While F&B in Australian hotels has traditionally consisted of a “three meal restaurant experience” including a buffet breakfast and sit-down lunch and dinner menus, Mr Beardsell said that F&B in the 21st century is all about setting the scene and creating an image.
“It’s looking at creating a food and beverage environment that sits apart from the hotel and allows the hotel to offer a unique food and beverage experience,” he said.
Hotels should not only consider guest dining, but also F&B options for conferences and events. According to Mr Beardsell, there has been a long-held feeling that food for conferences and events is simply “bulk consumer food”, whereas guests now expect menus to be bespoke. In his opinion, achieving a bespoke menu can be as simple as looking local.
“It’s about working within regions, looking for produce and wines from those areas and balancing those menus to show a customer that there’s some original flare.

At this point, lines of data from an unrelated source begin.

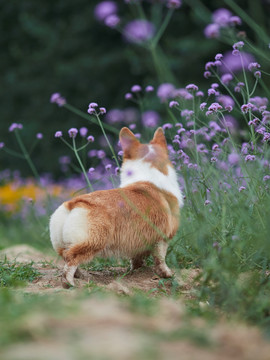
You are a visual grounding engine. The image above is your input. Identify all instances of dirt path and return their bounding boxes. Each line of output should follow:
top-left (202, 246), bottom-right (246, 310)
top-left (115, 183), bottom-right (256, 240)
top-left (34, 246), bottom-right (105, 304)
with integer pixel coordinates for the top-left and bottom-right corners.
top-left (1, 245), bottom-right (270, 360)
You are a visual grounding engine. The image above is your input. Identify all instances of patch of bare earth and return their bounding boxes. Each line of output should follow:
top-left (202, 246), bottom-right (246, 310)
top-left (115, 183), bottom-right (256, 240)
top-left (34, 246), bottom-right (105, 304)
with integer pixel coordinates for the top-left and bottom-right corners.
top-left (1, 245), bottom-right (270, 360)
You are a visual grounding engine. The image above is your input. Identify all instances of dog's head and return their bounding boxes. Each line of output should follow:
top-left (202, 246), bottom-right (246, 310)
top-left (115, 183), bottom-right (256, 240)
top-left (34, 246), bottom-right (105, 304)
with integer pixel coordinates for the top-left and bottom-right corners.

That gives a great connection with international conferencing or even local conferencing, but more importantly, it allows chefs in the food and beverage team to put their stamp on the products,” he said.
Hiring celebrity chefs appears to be a current trend in hotel F&B; however, this is not essential to the success of a hotel’s dining and catering. Mr Beardsell said there are a number of creative ways to draw attention to your hotel’s menu.
“Outsourcing is one way to look at business, and there’s also celebrity chefs, but it’s looking at what style of hotel it is. If it’s a CBD hotel, or if it’s a luxury resort, there might be an opportunity for a celebrity chef. However, it’s balancing the needs of the particular hotel to deliver the ultimate guest experience. It might be more of a case of having chefs with a name designing the menus so that customers or consumers can see that there’s a well known chef who’s been involved in the design, but not necessarily in delivering the menu,” Mr Beardsell suggested.
While it’s important for new hotels to consider their F&B options, it is equally important for existing hotels to rethink their approach to dining. Mr Beardsell said that this is a process of engaging with the operator and owner to work out the best fit for the business.
“It’s reviewing what pedestrian flows are, reviewing what the traffic is. There’s a whole series of moving pieces to ultimately arrive at what is the best fit. There’s also return on investment which is about understanding what the competitor analysis is of that restaurant and what the guest profile is within the hotel to ensure that you’re offering that guest the best experience and, more importantly, the experience that is going to increase the profitability of that hotel,” he said.